197.252 Homestead tax deferral.— (1) Any person who is entitled to claim homestead tax exemption under s. 196.031(1) may apply to defer payment of a portion of the combined total of the ad valorem taxes, non-ad valorem assessments, and interest accumulated on a tax certificate. Any applicant who is entitled to receive the homestead tax exemption but has waived it for any reason shall furnish a certificate of eligibility to receive the exemption. Such certificate shall be prepared by the county property appraiser upon request of the taxpayer. (2)(a) Approval of an application for homestead tax deferral shall defer the combined total of ad valorem taxes and non-ad valorem assessments:
1. Which exceeds 5 percent of the applicant’s household income for the prior calendar year if the applicant is younger than 65 years old;
12. Which exceeds 3 percent of the applicant’s household income for the prior calendar year if the applicant is 65 years old or older; or 13. In its entirety if the applicant’s household income:
a. For the previous calendar year is less than $10,000; or
b. Is less than the designated amount for the additional homestead exemption under s. 196.075 and the applicant is 65 years old or older.
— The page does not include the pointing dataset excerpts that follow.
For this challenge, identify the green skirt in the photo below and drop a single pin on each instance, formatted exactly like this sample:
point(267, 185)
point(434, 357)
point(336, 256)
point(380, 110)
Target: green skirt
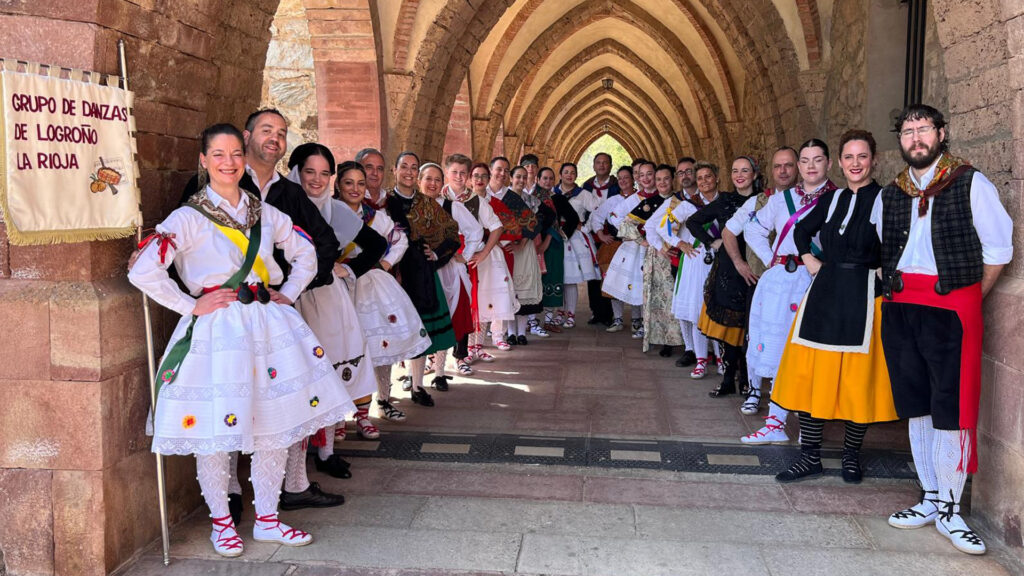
point(553, 279)
point(438, 323)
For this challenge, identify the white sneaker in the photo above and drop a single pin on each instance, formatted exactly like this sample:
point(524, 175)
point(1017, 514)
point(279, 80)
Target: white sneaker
point(269, 529)
point(772, 433)
point(963, 538)
point(918, 516)
point(225, 539)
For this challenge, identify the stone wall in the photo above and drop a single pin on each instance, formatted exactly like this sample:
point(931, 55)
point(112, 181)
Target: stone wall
point(289, 79)
point(77, 478)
(b) The household income of an applicant who applies for a tax deferral before the end of the calendar year in which the taxes and non-ad valorem assessments are assessed shall be for the current year, adjusted to reflect estimated income for the full calendar year period. The estimate of a full year’s household income shall be made by multiplying the household income received to the date of application by a fraction, the numerator being 365 and the denominator being the number of days expired in the calendar year to the date of application.
(3) The property appraiser shall promptly notify the tax collector if there is a change in ownership or the homestead exemption has been denied on property that has been granted a tax deferral.
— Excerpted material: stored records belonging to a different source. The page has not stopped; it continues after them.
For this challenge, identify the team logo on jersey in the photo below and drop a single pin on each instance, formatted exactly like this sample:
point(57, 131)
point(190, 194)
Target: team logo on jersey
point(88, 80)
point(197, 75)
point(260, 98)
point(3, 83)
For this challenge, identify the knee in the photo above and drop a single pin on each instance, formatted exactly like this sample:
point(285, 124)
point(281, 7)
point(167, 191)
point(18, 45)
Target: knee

History.—s. 3, ch. 77-301; s. 2, ch. 78-161; s. 20, ch. 79-334; s. 145, ch. 85-342; s. 1, ch. 89-328; s. 1007, ch. 95-147; s. 5, ch. 98-139; s. 1, ch. 2006-47; s. 8, ch. 2006-69; s. 7, ch. 2007-339; s. 15, ch. 2011-151; s. 3, ch. 2012-57.
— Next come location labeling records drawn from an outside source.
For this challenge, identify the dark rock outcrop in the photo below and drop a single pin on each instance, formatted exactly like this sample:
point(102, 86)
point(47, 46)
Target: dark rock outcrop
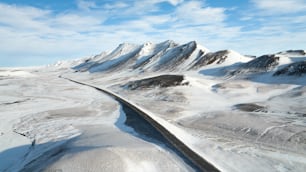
point(297, 68)
point(158, 81)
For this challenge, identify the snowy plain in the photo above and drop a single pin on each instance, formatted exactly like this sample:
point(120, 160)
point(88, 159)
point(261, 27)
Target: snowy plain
point(250, 121)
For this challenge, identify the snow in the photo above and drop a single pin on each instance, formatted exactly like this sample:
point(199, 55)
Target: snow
point(79, 124)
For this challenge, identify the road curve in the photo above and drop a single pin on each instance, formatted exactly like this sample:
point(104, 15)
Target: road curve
point(199, 161)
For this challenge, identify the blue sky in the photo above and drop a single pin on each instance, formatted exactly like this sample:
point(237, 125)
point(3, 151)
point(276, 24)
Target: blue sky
point(36, 32)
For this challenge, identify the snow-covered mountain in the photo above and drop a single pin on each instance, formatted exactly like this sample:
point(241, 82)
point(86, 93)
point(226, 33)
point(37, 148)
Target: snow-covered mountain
point(238, 112)
point(172, 57)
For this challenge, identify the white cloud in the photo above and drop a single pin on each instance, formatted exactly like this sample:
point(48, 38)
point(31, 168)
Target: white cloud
point(86, 5)
point(280, 6)
point(116, 5)
point(195, 12)
point(29, 31)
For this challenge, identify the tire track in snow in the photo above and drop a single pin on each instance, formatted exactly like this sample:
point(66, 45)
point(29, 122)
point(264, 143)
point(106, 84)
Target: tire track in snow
point(192, 156)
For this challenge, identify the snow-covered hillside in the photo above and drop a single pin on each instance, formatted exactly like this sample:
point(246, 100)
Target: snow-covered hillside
point(240, 113)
1Note.—Section 7, ch. 2007-339, amended s. 197.252(2)(b); s. 1, ch. 2007-339, provided authorization for adoption of emergency rules to implement ch. 2007-339. Section 15, ch. 2011-151, deleted paragraph (2)(b) and added substantially similar material at subparagraphs (2)(a)2. and 3. Section 1, ch. 2007-339, provides that:
“(1) The executive director of the Department of Revenue is authorized, and all conditions are deemed met, to adopt emergency rules under ss. 120.536(1) and 120.54(4), Florida Statutes, for the purpose of implementing this act.
“(2) In anticipation of implementing this act, the executive director of the Department of Revenue is authorized, and all conditions are deemed met, to adopt emergency rules under ss. 120.536(1) and 120.54(4), Florida Statutes, for the purpose of making necessary changes and preparations so that forms, methods, and data records, electronic or otherwise, are ready and in place if sections 3 through 9 and sections 10, 12, and 14 . . . of this act become law.
“(3) Notwithstanding any other provision of law, such emergency rules shall remain in effect for 18 months after the date of adoption and may be renewed during the pendency of procedures to adopt rules addressing the subject of the emergency rules.”